As large language models (LLMs) move from static reasoning tasks toward dynamic environments, their success depends on the ability to navigate and respond to an environment that changes as they interact at inference time. An underexplored factor in these settings is the representation of the state. Holding model parameters fixed, we systematically vary three key aspects: (1) state granularity (long form versus summary), (2) structure (natural language versus symbolic), and (3) spatial grounding (text-only versus images or textual map encodings) across sequential decision-making benchmarks. We find that trajectory summarisation improves performance by reducing noise and stabilising long-horizon reasoning. Second, natural language representations are the most robust across models, whereas structured encodings help mainly for models with strong code or structured output priors, such as JSON schemas. Third, while image-inputs show some benefit, text-based spatial encodings prove most effective. This advantage stems not from the spatial information itself, but from the act of construction, which compels the model to perform the spatial reasoning that static input does not elicit. Overall, we demonstrate that design choices for representing state are a decisive factor in performance, distinct from the availability of information itself. We note, however, that even with improved representations, current LLMs and VLMs remain brittle over long horizons, particularly when they must synthesise information to manage multiple subtasks to reach a goal.
Paper Structure (30 sections, 3 equations, 2 figures, 7 tables)

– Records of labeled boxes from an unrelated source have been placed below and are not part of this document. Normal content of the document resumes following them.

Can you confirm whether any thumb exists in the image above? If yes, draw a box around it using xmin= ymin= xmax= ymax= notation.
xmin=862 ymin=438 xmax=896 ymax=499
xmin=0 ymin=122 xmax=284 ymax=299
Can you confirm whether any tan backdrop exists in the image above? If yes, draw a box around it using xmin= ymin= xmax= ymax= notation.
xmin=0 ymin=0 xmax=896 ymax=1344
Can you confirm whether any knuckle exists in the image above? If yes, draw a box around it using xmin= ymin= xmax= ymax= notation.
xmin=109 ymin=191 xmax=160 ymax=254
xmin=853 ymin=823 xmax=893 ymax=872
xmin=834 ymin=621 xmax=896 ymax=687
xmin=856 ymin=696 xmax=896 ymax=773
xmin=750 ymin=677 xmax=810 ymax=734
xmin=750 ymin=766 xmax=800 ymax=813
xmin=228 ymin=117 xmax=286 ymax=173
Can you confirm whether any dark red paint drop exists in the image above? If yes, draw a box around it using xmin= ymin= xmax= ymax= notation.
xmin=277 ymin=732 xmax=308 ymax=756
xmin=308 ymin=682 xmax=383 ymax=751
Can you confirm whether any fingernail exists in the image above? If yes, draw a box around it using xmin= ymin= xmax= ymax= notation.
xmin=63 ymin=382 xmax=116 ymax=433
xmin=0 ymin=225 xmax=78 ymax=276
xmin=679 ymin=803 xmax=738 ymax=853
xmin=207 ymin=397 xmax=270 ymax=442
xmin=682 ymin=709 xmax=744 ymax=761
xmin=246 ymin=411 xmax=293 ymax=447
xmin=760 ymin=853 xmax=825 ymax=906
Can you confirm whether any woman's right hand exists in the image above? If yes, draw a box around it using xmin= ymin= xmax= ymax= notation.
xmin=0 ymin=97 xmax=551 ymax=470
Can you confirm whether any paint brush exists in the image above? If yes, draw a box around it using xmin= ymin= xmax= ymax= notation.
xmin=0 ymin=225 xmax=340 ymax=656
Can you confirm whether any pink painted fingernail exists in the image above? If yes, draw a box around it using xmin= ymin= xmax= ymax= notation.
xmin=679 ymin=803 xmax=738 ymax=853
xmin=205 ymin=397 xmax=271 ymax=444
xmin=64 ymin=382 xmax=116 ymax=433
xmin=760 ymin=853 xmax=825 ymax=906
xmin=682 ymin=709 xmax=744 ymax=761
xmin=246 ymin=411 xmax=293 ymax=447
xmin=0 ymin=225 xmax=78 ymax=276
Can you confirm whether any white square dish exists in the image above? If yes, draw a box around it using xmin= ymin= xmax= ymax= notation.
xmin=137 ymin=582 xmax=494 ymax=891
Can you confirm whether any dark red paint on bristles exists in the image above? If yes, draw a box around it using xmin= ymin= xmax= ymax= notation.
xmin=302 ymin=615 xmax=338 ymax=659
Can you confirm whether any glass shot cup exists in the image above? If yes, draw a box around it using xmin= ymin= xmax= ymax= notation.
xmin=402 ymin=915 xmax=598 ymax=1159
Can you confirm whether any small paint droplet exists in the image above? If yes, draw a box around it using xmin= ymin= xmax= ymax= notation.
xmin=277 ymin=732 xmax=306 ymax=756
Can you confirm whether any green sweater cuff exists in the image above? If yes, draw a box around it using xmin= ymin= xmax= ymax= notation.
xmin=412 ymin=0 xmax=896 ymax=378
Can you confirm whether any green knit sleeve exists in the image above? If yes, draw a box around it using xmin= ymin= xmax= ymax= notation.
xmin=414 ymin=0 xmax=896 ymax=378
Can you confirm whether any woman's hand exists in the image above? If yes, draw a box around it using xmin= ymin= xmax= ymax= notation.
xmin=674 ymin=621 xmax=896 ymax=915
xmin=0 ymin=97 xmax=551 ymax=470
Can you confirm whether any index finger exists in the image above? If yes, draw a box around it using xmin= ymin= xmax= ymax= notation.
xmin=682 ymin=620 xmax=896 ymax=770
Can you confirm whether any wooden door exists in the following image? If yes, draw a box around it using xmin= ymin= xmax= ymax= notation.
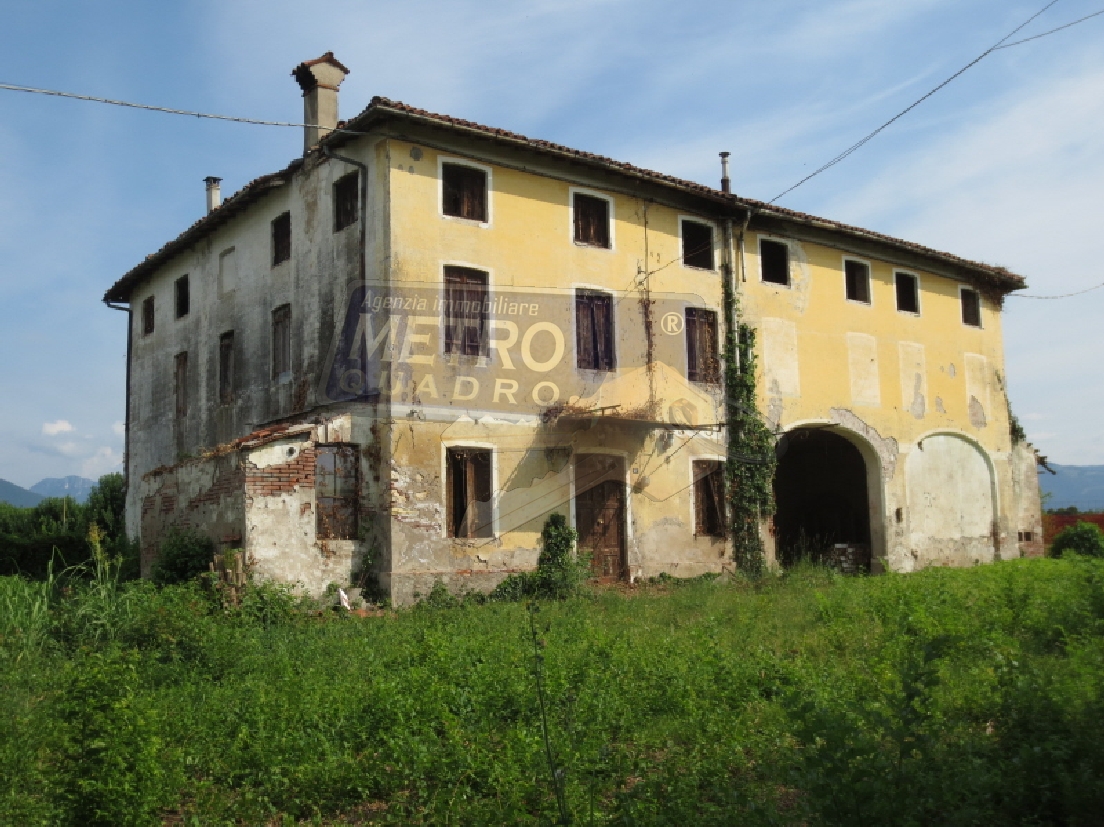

This paper contains 30 sections, 3 equations, 2 figures, 7 tables.

Figures (2)

  • Figure 1: Normalized score per input token for Long Form vs. Summary prompting. Bars report normalised score per input token (×1000), computed as the episode score (normalised to 0–1) divided by the average input prompt tokens. Higher values indicate better performance per token spent. The Long Form condition provides the acting agent with the full interaction history at each step, whereas Summary replaces this history with a rolling summary intended to preserve task-relevant state while reducing context length. Empty bars indicate settings where the agent achieves zero score. Token counts include only the input prompt shown to the acting agent. The Summary condition additionally requires a separate summarisation call, those tokens are excluded to isolate the effect of input context length on decision quality (i.e., we are not measuring end-to-end efficiency here.)
  • Figure 2: Effect of spatial grounding on performance relative to the text-only baseline. We report normalised performance differences from adding spatial grounding via images (Vision) or text-based spatial maps (VoT); positive values indicate improvement and negative values indicate degradation, while near-zero values indicate no measurable change (neutral). A superscript $^{*}$ marks a significant difference relative to the baseline for the same model and task, using a bootstrap test of the mean difference (10,000 resamples; 95% CI). Overall, VoT improves over baseline in 15/24 instances, degrades in 5/24, and is neutral in 4/24; Vision improves in 10/24, degrades in 6/24, and is neutral in 8/24. Significant improvements are from VoT in Hanoi for LLaVA-7B, in BabyAI Open for Qwen3-VL-32B, and in BabyAI Pickup for Qwen2.5VL-7B and Qwen3-VL-32B; VoT also shows a significant degradation in Messenger for LLaVA-7B. For Vision, significant effects are mostly degradations in Hanoi for LLaVA-Phi3-3.8B and Qwen3-VL-32B, with only a marginal significant improvement in Messenger for LLaVA-7B.